É neste contexto que os meios de comunicação influenciam na construção social do conceito de criminalidade e nas políticas criminais no Brasil criando um espetáculo em torno da segurança pública, buscando uma relegitimação do sistema penal através da criminalização da parcela mais frágil da população. O objetivo do trabalho é estudar esta influência, bem como seus reflexos na sociedade e na percepção social do conceito de criminalidade e justiça, analisar suas causas, e a participação da mídia como uma parte integrante das chamadas agências executivas do poder punitivo.


2) A CRIMINALIDADE COMO CONCEITO SOCIALMENTE CONSTRUÍDO.

Para buscarmos a reflexão acerca deste tema tão amplo e multidisciplinar, é primário analisarmos de onde vem a consciência política e social da nossa sociedade e qual o tamanho do papel da mídia neste processo todo que refletirá diretamente nas politicas adotadas. De acordo com Cohen (2002 p.24), existe o conceito de pânico moral, que traduz a ideia de que a mídia atua distorcendo o contexto daqueles que a sociedade considera fora de seus padrões, criando a imagem de “Folk Devils”, que resulta em uma reação desproporcional e contraprodutiva dessa mesma sociedade, e ainda frisa: “para os conservadores, a mídia louva o crime, trivializa as inseguranças públicas e mina a autoridade moral; para os liberais, a mídia exagera o risco do crime e agita pânicos morais para verificar a favor de uma injusta e autoritária política de controle criminal, nesses “pânicos midiáticos”, os espirais de reação de qualquer novo normal são totalmente repetitivos e previsíveis.”. (2002, p. 24)[1]

Estes “folk Devils” se tornam o alvo perfeito para a mídia estigmatizar e alimentar o anseio de justiça da sociedade, que vive em um estabelecido pânico moral, em troca de audiência e influência política. Ao clamar pela punição destes grupos, e eventualmente conseguir, o sentimento da sociedade é de que o problema não é mais dela, a cultura prisional esta enraizada. Zaffaroni(1993, p.63) observa que o poder “configurador, disciplinário, normalizador, verticalizante” do sistema penal latino americano se justifica através de seu aparato de propaganda, citando o espaço destinado à violência na mídia.

Com este mesmo enfoque, surge a teoria do etiquetamento que rompe com a criminologia tradicional ao perceber que o crime e o criminoso não são dados ontológicos, pré-constituídos à experiência, mas uma construção resultante de interações sociais, fazendo com que em algumas situações se definam pessoas como desviantes.

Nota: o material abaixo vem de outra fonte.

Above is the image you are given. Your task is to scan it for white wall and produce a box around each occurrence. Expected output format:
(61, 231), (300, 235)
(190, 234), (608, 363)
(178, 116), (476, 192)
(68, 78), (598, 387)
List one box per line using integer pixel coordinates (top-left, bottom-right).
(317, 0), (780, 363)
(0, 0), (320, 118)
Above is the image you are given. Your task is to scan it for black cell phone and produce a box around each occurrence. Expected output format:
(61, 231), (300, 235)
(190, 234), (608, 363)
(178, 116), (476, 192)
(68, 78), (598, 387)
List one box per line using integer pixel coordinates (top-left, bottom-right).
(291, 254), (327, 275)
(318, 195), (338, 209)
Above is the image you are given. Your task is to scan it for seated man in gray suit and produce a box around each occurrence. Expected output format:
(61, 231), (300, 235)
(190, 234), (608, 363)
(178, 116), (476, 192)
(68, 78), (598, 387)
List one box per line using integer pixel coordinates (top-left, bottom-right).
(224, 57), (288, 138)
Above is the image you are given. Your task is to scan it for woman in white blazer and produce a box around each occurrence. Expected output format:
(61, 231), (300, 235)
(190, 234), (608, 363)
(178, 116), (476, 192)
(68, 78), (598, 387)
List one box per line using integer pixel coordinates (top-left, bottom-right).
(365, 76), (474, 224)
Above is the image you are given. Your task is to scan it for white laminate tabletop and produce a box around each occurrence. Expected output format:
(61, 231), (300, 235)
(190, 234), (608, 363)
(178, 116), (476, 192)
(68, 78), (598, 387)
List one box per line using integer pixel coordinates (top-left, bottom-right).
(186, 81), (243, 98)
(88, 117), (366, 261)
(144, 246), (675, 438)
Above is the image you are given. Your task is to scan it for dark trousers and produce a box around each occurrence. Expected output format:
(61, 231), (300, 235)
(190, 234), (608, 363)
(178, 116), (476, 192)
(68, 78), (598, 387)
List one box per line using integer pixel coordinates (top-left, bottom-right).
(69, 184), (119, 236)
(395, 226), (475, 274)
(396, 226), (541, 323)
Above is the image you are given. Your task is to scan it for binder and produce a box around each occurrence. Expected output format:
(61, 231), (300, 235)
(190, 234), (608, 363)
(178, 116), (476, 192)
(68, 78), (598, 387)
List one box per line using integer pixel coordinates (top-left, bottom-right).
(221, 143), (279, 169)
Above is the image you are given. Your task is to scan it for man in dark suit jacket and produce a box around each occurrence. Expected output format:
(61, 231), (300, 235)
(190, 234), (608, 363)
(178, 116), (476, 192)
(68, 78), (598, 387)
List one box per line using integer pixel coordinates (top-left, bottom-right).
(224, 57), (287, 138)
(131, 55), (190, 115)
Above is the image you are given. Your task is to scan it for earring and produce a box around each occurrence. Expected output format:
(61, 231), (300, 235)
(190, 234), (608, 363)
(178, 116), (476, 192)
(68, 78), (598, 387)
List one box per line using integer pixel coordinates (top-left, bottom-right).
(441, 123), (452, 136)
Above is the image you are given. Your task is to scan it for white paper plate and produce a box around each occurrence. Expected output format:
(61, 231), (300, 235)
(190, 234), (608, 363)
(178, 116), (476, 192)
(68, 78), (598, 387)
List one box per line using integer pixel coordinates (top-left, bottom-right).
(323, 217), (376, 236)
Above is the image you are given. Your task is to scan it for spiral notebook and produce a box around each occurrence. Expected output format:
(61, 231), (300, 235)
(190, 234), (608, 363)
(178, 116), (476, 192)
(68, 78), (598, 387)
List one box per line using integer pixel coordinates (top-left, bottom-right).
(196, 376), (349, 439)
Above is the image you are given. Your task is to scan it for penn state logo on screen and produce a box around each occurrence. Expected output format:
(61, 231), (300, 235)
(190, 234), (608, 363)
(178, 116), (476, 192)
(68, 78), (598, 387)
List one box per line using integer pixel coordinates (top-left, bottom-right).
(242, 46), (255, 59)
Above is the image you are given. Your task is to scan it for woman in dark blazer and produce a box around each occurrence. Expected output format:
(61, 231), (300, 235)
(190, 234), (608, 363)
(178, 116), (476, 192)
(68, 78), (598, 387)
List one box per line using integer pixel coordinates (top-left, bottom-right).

Para Zaffaroni(2001, p.40), “em razão da seletividade letal do sistema penal e da consequente impunidade das pessoas que não lhe são vulneráveis, deve se admitir que seu exercício de poder dirige-se à contenção de grupos bem determinados e não a repressão do delito.”.

Sobre esse tema, Marília Budó (2013, p.37) “isso significa que há pessoas que praticam atos tipificados criminalmente e não são vistas pela sociedade como criminosas. Por outro lado, há pessoas que não cometeram quaisquer crimes e, em função  de carregarem o estereótipo de criminosos, são tidos por delinquentes nas interações sociais.”.

Portanto, a criminalidade é uma realidade socialmente construída, e nesta construção temos o controle social formal e informal, que vão além das agências de controle penal e de certa maneira convergem para a manutenção do status quo. Para Baratta (p. 175) “A homogeneidade do sistema escolar e do sistema penal  corresponde ao fato de que realizam, essencialmente, a mesma função de reprodução das relações sociais e de manutenção da estrutura vertical da sociedade, criando, em particular, eficazes contra-estimulos à integração dos setores mais baixos e marginalizados do proletariado, ou colocando diretamente em ação processos marginalizadores.”.


3) A MÍDIA COMO AGÊNCIA EXECUTIVA DO SISTEMA PENAL.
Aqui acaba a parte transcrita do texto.